Serving Phoenix static assets from a CDN

By Jake Morrison in DevOps on Fri 11 May 2018

Phoenix is fast, but you can improve performance by serving requests for static files like images, CSS and JS from Nginx or a content delivery network (CDN). This allows your app to focus on dynamic content.

Serving static assets from Nginx

If you are running your app behind Nginx, configure Nginx to serve the static files. Set the root dir in the vhost to point to the priv dir in the release:

root /opt/myorg/foo/current/priv/static;

Serving assets from a CDN

A better choice for production apps is to use a CDN. In addition to offloading requests, it also caches your content in servers close to your customers, improving network latency. A CDN like CloudFlare can also protect your app from DDOS attacks.

Some CDNs work as a read-through cache. If the CDN gets a request for a file that is not in its cache, then it contacts the app to get it, then caches it. With others, you have to separately upload assets to the CDN when deploying.

In a simple app deployed to a single server, we deploy the app and its assets together, so the assets are always in sync with the code.

With HTTP-level caching, the cache will by definition serve an old version of the file. As you make changes to your static assets, you need to make sure that the application uses the version of the assets corresponding to the version of the code that's running.

If you deploy a new version, the code should use the new assets. If you roll back, it should go back to the old version. Similarly, if you are doing a Blue / Green rolling deploy of your app in an auto scaling group, you will have a mix of old and new app versions sharing the CDN.

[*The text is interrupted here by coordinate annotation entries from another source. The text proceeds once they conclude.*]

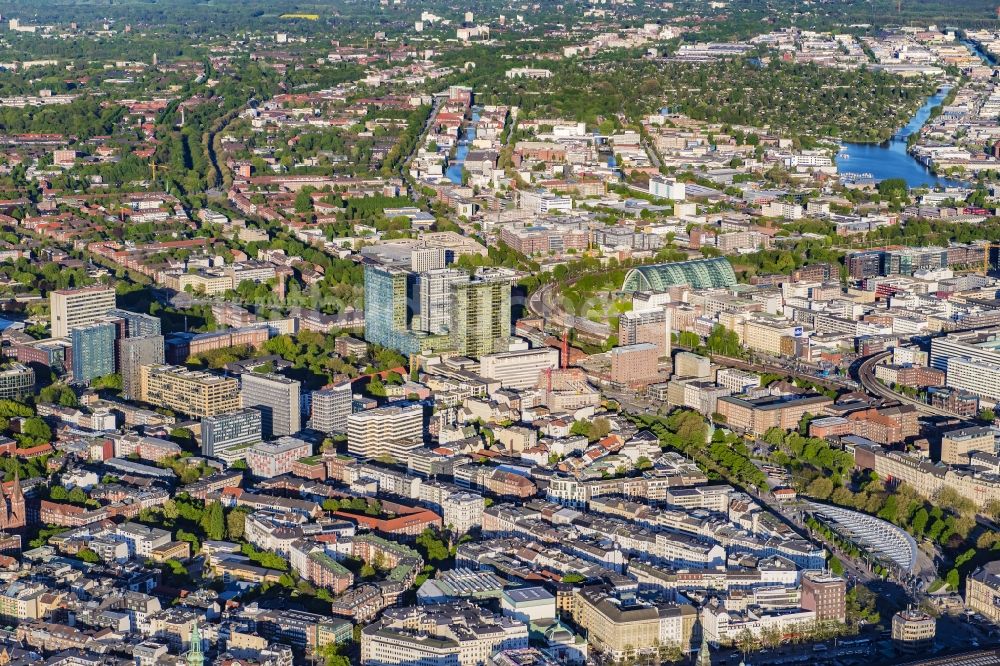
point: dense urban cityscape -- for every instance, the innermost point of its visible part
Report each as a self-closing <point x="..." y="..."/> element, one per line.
<point x="406" y="333"/>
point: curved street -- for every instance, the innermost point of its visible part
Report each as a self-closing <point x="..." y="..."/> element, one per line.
<point x="864" y="373"/>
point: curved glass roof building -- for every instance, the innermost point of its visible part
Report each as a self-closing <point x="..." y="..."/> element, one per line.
<point x="697" y="273"/>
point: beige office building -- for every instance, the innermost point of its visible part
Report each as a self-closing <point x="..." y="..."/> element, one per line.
<point x="956" y="445"/>
<point x="189" y="392"/>
<point x="982" y="591"/>
<point x="392" y="430"/>
<point x="622" y="630"/>
<point x="73" y="308"/>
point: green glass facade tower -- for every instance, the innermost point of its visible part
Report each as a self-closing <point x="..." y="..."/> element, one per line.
<point x="387" y="311"/>
<point x="481" y="317"/>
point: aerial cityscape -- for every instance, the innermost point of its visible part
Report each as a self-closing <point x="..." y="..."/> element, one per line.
<point x="499" y="333"/>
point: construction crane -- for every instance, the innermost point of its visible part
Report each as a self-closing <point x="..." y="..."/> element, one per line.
<point x="154" y="166"/>
<point x="986" y="256"/>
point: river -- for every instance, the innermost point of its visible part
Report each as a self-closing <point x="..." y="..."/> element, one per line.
<point x="457" y="163"/>
<point x="890" y="159"/>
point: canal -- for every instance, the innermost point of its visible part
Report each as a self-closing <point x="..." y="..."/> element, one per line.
<point x="457" y="163"/>
<point x="890" y="159"/>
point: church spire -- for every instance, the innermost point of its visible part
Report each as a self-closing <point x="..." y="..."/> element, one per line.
<point x="195" y="656"/>
<point x="704" y="654"/>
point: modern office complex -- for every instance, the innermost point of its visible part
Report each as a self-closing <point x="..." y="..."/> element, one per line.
<point x="385" y="430"/>
<point x="227" y="436"/>
<point x="331" y="406"/>
<point x="652" y="326"/>
<point x="435" y="294"/>
<point x="457" y="634"/>
<point x="93" y="351"/>
<point x="481" y="315"/>
<point x="970" y="361"/>
<point x="438" y="310"/>
<point x="135" y="352"/>
<point x="72" y="308"/>
<point x="136" y="323"/>
<point x="519" y="369"/>
<point x="277" y="400"/>
<point x="387" y="315"/>
<point x="186" y="391"/>
<point x="17" y="381"/>
<point x="982" y="590"/>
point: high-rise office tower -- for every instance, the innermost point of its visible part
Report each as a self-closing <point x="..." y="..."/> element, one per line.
<point x="136" y="323"/>
<point x="228" y="436"/>
<point x="387" y="314"/>
<point x="93" y="351"/>
<point x="72" y="308"/>
<point x="136" y="352"/>
<point x="277" y="400"/>
<point x="480" y="322"/>
<point x="652" y="326"/>
<point x="331" y="407"/>
<point x="435" y="296"/>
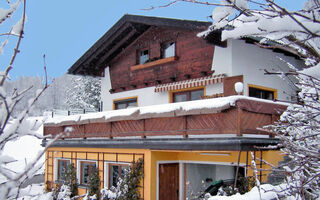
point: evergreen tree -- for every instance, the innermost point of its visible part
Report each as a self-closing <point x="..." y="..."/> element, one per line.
<point x="130" y="185"/>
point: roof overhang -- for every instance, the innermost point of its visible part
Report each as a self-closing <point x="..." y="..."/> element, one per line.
<point x="197" y="82"/>
<point x="225" y="144"/>
<point x="214" y="37"/>
<point x="120" y="36"/>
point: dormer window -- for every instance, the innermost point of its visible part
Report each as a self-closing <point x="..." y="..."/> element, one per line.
<point x="124" y="103"/>
<point x="168" y="49"/>
<point x="143" y="56"/>
<point x="262" y="92"/>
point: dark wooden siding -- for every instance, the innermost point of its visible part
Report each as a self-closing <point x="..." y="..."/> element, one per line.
<point x="194" y="56"/>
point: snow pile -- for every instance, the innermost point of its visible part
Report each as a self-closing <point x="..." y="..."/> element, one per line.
<point x="204" y="106"/>
<point x="34" y="192"/>
<point x="267" y="191"/>
<point x="24" y="149"/>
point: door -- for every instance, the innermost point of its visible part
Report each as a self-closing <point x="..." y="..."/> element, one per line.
<point x="169" y="181"/>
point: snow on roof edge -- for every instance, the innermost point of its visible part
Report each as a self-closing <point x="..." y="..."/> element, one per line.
<point x="205" y="106"/>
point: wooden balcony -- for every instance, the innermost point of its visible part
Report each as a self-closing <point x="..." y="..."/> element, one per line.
<point x="238" y="116"/>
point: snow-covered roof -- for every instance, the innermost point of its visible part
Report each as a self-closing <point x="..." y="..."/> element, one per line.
<point x="205" y="106"/>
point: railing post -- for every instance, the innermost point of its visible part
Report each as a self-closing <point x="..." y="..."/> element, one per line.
<point x="239" y="115"/>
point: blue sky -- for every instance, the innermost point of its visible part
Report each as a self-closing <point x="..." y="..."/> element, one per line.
<point x="65" y="29"/>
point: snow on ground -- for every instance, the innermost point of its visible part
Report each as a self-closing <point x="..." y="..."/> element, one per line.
<point x="267" y="192"/>
<point x="34" y="192"/>
<point x="24" y="150"/>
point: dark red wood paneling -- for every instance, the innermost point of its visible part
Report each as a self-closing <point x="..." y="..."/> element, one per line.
<point x="194" y="55"/>
<point x="127" y="128"/>
<point x="219" y="123"/>
<point x="169" y="181"/>
<point x="52" y="130"/>
<point x="98" y="130"/>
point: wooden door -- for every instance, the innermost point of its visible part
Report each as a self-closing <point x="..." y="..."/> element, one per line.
<point x="169" y="181"/>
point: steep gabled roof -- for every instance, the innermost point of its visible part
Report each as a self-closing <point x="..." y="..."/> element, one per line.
<point x="119" y="36"/>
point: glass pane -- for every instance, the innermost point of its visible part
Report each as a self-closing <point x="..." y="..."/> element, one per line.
<point x="132" y="104"/>
<point x="121" y="105"/>
<point x="196" y="95"/>
<point x="114" y="175"/>
<point x="262" y="94"/>
<point x="62" y="168"/>
<point x="124" y="170"/>
<point x="169" y="50"/>
<point x="85" y="173"/>
<point x="180" y="97"/>
<point x="144" y="56"/>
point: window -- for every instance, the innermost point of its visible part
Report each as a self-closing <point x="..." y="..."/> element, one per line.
<point x="116" y="171"/>
<point x="86" y="169"/>
<point x="143" y="56"/>
<point x="125" y="103"/>
<point x="168" y="49"/>
<point x="262" y="93"/>
<point x="190" y="95"/>
<point x="62" y="168"/>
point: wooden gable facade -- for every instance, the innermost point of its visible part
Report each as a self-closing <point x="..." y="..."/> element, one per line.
<point x="118" y="49"/>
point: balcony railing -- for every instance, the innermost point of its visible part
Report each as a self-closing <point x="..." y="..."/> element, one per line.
<point x="239" y="116"/>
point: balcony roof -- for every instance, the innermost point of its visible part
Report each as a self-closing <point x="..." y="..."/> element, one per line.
<point x="205" y="106"/>
<point x="226" y="144"/>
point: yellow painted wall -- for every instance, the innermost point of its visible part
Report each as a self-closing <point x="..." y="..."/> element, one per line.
<point x="151" y="159"/>
<point x="124" y="155"/>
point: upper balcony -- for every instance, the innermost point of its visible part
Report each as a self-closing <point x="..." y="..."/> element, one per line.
<point x="224" y="117"/>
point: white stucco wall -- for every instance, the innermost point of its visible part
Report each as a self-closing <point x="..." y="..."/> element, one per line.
<point x="250" y="60"/>
<point x="239" y="58"/>
<point x="146" y="96"/>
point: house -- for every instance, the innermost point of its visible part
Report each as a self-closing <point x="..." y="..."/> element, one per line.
<point x="168" y="98"/>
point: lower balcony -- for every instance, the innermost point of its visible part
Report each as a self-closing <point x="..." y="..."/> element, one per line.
<point x="226" y="116"/>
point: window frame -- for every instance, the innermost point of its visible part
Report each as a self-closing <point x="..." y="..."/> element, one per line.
<point x="272" y="90"/>
<point x="57" y="167"/>
<point x="107" y="176"/>
<point x="139" y="51"/>
<point x="162" y="49"/>
<point x="187" y="90"/>
<point x="122" y="100"/>
<point x="80" y="170"/>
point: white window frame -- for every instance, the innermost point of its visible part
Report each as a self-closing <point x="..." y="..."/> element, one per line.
<point x="106" y="171"/>
<point x="181" y="172"/>
<point x="79" y="169"/>
<point x="55" y="166"/>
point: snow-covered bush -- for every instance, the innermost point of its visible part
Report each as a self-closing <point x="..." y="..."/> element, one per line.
<point x="13" y="128"/>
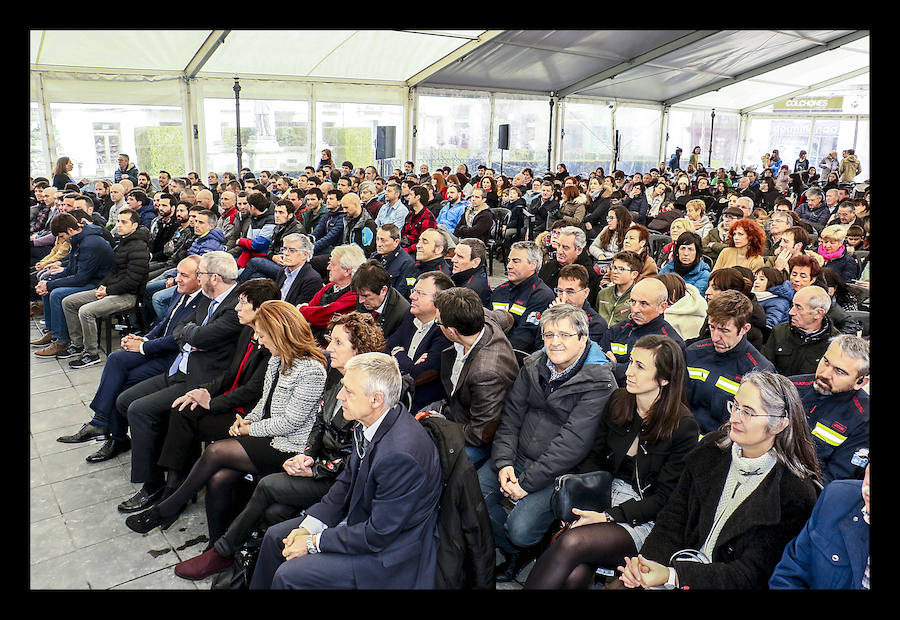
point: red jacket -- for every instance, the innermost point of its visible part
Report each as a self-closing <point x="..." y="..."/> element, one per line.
<point x="319" y="316"/>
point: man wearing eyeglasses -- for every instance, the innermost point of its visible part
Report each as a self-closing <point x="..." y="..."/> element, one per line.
<point x="549" y="421"/>
<point x="716" y="365"/>
<point x="572" y="288"/>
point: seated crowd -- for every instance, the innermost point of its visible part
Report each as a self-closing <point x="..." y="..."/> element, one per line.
<point x="700" y="336"/>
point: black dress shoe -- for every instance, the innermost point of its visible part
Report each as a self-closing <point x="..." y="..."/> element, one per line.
<point x="141" y="500"/>
<point x="149" y="519"/>
<point x="515" y="562"/>
<point x="85" y="433"/>
<point x="109" y="449"/>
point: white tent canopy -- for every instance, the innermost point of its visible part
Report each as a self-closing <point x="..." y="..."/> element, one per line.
<point x="736" y="71"/>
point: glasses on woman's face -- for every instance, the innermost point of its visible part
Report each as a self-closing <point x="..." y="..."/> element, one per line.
<point x="746" y="412"/>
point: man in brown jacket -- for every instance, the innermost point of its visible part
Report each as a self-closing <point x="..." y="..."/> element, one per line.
<point x="477" y="371"/>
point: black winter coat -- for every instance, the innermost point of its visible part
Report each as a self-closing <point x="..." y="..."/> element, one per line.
<point x="465" y="557"/>
<point x="659" y="465"/>
<point x="754" y="537"/>
<point x="131" y="264"/>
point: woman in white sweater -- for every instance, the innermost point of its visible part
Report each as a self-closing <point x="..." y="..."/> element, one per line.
<point x="275" y="430"/>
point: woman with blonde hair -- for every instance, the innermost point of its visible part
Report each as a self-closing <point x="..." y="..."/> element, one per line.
<point x="277" y="428"/>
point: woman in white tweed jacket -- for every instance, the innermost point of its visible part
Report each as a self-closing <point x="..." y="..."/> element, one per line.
<point x="275" y="430"/>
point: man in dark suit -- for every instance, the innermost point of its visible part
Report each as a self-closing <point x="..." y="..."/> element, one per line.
<point x="206" y="344"/>
<point x="477" y="371"/>
<point x="298" y="281"/>
<point x="376" y="296"/>
<point x="418" y="341"/>
<point x="140" y="358"/>
<point x="377" y="525"/>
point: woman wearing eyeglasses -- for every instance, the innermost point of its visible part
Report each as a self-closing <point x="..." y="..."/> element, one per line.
<point x="309" y="474"/>
<point x="644" y="434"/>
<point x="745" y="492"/>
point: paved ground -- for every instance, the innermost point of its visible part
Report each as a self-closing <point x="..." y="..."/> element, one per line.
<point x="78" y="540"/>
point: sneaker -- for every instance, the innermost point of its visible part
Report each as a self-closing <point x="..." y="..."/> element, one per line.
<point x="43" y="341"/>
<point x="52" y="349"/>
<point x="70" y="351"/>
<point x="87" y="359"/>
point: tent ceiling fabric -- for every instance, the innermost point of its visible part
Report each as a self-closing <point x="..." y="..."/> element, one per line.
<point x="530" y="61"/>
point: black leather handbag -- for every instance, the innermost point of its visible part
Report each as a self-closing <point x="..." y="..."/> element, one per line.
<point x="590" y="491"/>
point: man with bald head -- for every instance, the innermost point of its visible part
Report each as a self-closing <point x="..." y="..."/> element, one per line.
<point x="649" y="300"/>
<point x="797" y="345"/>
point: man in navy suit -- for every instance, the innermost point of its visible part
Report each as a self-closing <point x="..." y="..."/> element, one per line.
<point x="418" y="341"/>
<point x="377" y="525"/>
<point x="205" y="344"/>
<point x="139" y="359"/>
<point x="298" y="281"/>
<point x="831" y="552"/>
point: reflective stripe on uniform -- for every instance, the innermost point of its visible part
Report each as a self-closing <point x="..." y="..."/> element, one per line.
<point x="728" y="385"/>
<point x="828" y="435"/>
<point x="700" y="374"/>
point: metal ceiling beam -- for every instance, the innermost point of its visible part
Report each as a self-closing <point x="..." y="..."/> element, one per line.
<point x="653" y="54"/>
<point x="808" y="89"/>
<point x="212" y="43"/>
<point x="453" y="56"/>
<point x="778" y="64"/>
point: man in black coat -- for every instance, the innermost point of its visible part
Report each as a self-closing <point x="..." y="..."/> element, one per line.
<point x="207" y="345"/>
<point x="375" y="296"/>
<point x="571" y="249"/>
<point x="298" y="281"/>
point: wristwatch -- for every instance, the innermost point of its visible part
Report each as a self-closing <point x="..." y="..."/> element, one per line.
<point x="311" y="545"/>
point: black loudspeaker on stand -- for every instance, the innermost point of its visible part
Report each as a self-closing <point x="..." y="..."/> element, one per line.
<point x="385" y="143"/>
<point x="503" y="142"/>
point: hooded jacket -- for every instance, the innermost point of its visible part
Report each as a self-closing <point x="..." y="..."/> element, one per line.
<point x="548" y="426"/>
<point x="89" y="260"/>
<point x="776" y="302"/>
<point x="131" y="264"/>
<point x="688" y="313"/>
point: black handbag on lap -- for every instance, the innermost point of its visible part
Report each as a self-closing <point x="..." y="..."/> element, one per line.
<point x="590" y="491"/>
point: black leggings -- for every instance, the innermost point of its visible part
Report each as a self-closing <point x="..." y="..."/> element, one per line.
<point x="222" y="464"/>
<point x="570" y="562"/>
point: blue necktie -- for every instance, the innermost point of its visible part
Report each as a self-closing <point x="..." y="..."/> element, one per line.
<point x="186" y="349"/>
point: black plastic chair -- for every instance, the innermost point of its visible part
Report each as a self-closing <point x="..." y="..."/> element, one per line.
<point x="861" y="317"/>
<point x="495" y="243"/>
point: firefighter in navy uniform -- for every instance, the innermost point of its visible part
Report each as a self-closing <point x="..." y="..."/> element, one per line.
<point x="648" y="303"/>
<point x="397" y="261"/>
<point x="524" y="295"/>
<point x="716" y="365"/>
<point x="837" y="408"/>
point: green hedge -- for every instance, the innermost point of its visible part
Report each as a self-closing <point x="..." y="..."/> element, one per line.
<point x="160" y="148"/>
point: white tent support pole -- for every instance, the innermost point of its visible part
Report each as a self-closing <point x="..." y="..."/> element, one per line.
<point x="490" y="152"/>
<point x="48" y="142"/>
<point x="313" y="146"/>
<point x="556" y="153"/>
<point x="631" y="63"/>
<point x="411" y="120"/>
<point x="778" y="64"/>
<point x="811" y="88"/>
<point x="187" y="124"/>
<point x="452" y="57"/>
<point x="663" y="135"/>
<point x="200" y="121"/>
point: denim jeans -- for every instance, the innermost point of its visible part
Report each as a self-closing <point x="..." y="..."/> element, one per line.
<point x="54" y="318"/>
<point x="529" y="519"/>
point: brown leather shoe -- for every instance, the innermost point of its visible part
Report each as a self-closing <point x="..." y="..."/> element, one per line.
<point x="44" y="340"/>
<point x="52" y="349"/>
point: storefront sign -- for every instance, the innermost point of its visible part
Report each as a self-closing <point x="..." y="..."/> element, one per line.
<point x="810" y="104"/>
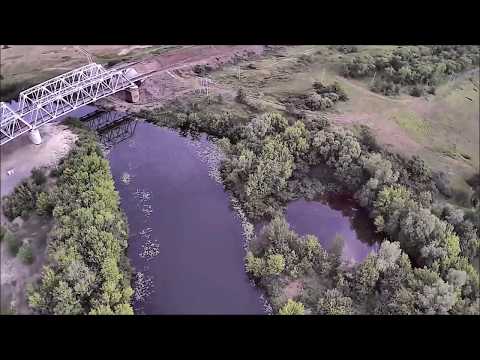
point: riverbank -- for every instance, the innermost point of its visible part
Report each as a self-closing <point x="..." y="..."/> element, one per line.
<point x="87" y="271"/>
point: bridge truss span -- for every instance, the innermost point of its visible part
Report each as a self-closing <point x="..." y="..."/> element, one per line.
<point x="59" y="96"/>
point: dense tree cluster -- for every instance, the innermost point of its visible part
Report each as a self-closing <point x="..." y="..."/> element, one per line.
<point x="423" y="266"/>
<point x="87" y="271"/>
<point x="417" y="69"/>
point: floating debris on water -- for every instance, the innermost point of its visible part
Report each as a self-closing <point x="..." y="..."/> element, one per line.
<point x="143" y="195"/>
<point x="147" y="209"/>
<point x="150" y="249"/>
<point x="210" y="154"/>
<point x="266" y="305"/>
<point x="143" y="286"/>
<point x="126" y="178"/>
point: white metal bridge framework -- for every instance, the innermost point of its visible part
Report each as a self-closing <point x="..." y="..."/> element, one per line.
<point x="59" y="96"/>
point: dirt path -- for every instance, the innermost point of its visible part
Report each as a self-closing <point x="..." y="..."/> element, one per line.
<point x="172" y="75"/>
<point x="22" y="156"/>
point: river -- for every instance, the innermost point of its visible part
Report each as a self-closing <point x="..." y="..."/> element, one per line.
<point x="186" y="243"/>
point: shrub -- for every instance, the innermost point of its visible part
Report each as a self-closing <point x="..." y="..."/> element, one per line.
<point x="3" y="232"/>
<point x="416" y="91"/>
<point x="292" y="308"/>
<point x="241" y="96"/>
<point x="25" y="254"/>
<point x="38" y="176"/>
<point x="44" y="204"/>
<point x="13" y="244"/>
<point x="21" y="201"/>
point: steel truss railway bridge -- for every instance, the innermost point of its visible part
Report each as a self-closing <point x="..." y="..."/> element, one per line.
<point x="61" y="95"/>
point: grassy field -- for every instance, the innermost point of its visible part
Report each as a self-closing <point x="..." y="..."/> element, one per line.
<point x="442" y="129"/>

Building static assets in Phoenix

Fortunately, Phoenix handles the process of generating unique names for your assets. It maps a generic name like /js/app.js in your template into a versioned name like /js/app-8f0317e89884de8b7b3a685928bee5e7.js.

When we update the assets, they get a unique id, and the client will load the new version. The unique filenames mean that multiple versions of the same file can coexist in the cache.

We can also set the cache lifetime to infinity everywhere, as they will never change. This lets the browser and other caches keep them around longer for better performance.

The first step is to compile your application assets for production

mix deps.get --only prod
MIX_ENV=prod mix compile
(cd assets && webpack --mode production)
MIX_ENV=prod mix phx.digest

This builds assets under priv/static. When we deploy a new release to production, we need to copy the new asset files into the CDN.

For example, we can sync the files to the S3 bucket backing your CloudFront distribution.

aws s3 sync priv/static s3://$CDN_ASSETS_BUCKET

Configuring DNS

In order to use the CDN, Phoenix needs to generate URLs that point to it. First, we set up a DNS CNAME record pointing http://assets.example.com/ to the URL of your CDN.

If you are using Amazon AWS and CloudFront CDN, then you should use Amazon Route53 for your DNS, as it supports a special ALIAS record that works like a CNAME, but follows the underlying resource if it changes. Route53 also allows you to alias bare domains, e.g. http://example.com/, which is otherwise not allowed.

For high volume sites, we want to reduce the amount of data transferred. Make a separate domain like mycdn.com to serve your static assets, and it will not have the cookies associated with your main domain. This is also better for security, as session cookies are not sent to the CDN.

Configuring Phoenix to use the CDN

Configure your app to use the CDN by setting the static_url parameters in the endpoint config:

config :foo, FooWeb.Endpoint,
    url: [host: "example.com", scheme: "https", port: 443],
    http: [:inet6, port: {:system, "PORT"}],
    static_url: [scheme: "https", host: "assets.example.com", port: 443],
    cache_static_manifest: "priv/static/cache_manifest.json"

See this article for more details.

Getting the user's public IP

When you are running behind a CDN, requests will look like they come from the CDN. In order to get the user's actual IP, we need to look at the headers set by the CDN.

See "Serving your Phoenix app with Nginx" and "Getting the client public IP address in Phoenix" for details.